Jennifer Marks -- Home Textiles Today, September 14, 2008
One of the great things about market week is the conversation — getting everybody together in one place at one time and finding out what the prevailing point of view is across the industry.
Based on pre-market talks over the past couple of weeks, this is what I expect to find on the agenda during the next few days.

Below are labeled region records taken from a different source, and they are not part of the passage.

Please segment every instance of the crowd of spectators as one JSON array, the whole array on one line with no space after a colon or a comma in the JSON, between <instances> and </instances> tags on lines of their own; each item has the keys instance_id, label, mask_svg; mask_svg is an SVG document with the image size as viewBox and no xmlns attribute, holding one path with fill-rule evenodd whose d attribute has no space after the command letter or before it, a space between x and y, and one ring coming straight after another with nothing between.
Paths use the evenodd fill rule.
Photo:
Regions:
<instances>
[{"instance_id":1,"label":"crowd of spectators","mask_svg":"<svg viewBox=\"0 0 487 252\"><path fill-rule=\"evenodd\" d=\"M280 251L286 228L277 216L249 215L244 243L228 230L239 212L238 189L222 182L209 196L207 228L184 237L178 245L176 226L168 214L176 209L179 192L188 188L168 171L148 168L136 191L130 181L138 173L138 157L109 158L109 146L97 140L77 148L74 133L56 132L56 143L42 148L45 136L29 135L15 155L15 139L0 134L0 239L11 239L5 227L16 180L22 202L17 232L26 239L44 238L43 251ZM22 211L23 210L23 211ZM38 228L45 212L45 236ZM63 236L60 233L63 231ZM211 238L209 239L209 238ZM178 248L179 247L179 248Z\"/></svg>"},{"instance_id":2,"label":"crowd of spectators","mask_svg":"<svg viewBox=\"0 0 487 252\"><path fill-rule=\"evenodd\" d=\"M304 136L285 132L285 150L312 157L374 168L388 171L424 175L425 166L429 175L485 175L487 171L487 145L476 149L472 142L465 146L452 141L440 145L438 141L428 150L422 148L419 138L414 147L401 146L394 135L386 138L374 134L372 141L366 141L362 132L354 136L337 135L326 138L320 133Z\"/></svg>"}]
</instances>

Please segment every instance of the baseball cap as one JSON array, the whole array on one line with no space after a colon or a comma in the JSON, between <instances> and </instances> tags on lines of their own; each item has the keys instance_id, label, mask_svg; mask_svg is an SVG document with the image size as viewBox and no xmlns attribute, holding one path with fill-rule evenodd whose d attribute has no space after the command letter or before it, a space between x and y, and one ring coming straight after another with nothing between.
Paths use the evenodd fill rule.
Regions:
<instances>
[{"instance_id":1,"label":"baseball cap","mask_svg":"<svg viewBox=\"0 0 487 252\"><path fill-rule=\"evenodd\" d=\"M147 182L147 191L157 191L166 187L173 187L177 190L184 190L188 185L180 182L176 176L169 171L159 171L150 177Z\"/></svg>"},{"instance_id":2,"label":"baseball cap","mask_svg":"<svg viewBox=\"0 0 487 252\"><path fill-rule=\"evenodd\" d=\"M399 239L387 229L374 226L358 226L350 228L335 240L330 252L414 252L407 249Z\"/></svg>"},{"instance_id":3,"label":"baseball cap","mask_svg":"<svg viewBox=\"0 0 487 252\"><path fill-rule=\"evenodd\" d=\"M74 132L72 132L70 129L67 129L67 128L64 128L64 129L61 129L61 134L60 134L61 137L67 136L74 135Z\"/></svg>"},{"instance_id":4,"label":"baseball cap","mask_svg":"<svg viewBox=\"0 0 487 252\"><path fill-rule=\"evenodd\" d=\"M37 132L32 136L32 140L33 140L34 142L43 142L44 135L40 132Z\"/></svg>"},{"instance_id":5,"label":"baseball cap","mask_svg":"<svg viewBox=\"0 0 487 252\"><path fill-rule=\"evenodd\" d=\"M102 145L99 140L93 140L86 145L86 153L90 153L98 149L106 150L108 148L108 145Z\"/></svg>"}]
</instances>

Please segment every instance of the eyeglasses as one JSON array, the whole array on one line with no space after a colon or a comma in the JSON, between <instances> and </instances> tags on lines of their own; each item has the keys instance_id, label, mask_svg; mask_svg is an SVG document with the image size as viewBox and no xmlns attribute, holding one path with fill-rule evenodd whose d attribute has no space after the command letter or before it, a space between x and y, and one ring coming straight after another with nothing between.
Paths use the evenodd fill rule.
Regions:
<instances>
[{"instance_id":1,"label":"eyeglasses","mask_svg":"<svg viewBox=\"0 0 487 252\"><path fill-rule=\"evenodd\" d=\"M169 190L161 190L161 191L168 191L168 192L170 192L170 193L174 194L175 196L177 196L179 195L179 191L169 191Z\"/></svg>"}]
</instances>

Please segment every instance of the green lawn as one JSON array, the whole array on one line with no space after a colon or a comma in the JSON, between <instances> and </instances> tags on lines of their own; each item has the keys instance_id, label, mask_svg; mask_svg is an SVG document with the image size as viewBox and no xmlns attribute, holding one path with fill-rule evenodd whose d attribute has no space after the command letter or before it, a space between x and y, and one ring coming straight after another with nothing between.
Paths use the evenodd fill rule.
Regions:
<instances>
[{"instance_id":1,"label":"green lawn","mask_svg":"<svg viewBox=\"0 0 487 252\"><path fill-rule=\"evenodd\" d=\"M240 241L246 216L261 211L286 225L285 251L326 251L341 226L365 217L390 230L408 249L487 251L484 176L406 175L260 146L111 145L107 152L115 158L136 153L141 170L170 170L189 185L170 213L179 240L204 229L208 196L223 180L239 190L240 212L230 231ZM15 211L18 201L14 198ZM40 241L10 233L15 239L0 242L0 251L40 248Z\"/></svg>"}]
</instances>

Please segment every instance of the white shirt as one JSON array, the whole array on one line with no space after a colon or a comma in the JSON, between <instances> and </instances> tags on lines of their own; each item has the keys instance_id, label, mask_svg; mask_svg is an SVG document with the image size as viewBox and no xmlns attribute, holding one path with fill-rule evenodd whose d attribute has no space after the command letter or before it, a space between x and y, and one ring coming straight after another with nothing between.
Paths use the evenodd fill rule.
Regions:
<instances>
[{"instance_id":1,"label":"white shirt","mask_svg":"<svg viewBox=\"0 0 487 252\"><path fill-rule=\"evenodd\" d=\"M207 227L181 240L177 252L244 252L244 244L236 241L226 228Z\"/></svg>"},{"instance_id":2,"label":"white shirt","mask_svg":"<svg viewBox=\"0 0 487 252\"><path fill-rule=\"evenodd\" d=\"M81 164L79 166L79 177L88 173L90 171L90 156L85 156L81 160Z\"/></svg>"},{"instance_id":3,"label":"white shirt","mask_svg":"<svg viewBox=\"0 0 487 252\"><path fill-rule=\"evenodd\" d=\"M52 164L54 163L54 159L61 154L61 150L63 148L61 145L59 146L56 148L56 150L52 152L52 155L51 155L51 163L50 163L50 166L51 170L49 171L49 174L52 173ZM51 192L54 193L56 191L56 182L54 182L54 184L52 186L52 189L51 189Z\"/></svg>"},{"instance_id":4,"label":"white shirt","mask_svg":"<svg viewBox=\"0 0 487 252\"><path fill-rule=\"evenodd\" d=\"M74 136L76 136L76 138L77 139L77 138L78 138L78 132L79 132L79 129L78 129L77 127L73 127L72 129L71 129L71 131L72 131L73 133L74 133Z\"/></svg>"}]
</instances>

Linens 'n Things: Who is signing on for the Trade Vendor Payment Program and who isn't. Does the new reorg plan — under which the retailer's senior secured noteholders would emerge as the company's new owners in a partial debt-to-equity swap for their more than $650 million in notes — bode well for the long term? Before the plan was filed, the most common response to any question about LNT's prospects beyond year-end was, "I hope they make it." It will be interesting to see if the market is feeling more optimistic on this score now.
Narrow vision: Can Bed Bath & Beyond, JCPenney and Macy's absorb every new product being targeted at them? I can't tell you how many lines are developed for "big box specialty and/or department stores." The phrase has been so over-used it is thoroughly de-coded. Obviously, the larger manufacturers have the greater challenge here, needing really, really big programs in a way that smaller vendors don't. Everybody else — and let's face it, this is not an industry awash in huge suppliers — needs to remember there are other accounts out there.
Return of the middle man: With the economic doldrums expected by many retail execs to stretch into next year, will merchandise managers push some orders back into the hands of third-party suppliers by way of insurance? We've seen it happen before, after overly aggressive pursuit of in-house sourcing left retailers holding the bag.
Inflation: Last week, 99 Cents Only Stores announced the first price increase in its 26-year history. The new price: 99.99 cents. (How do you ring that up?) This past spring, several retailers began acknowledging to Wall Street that they were being forced to raise prices in spots.
"How low can you go?" was the mantra that fueled price-setting during the first seven years of this decade. I'm sure buyers will continue to ask the question. Just not sure they'll like the answer.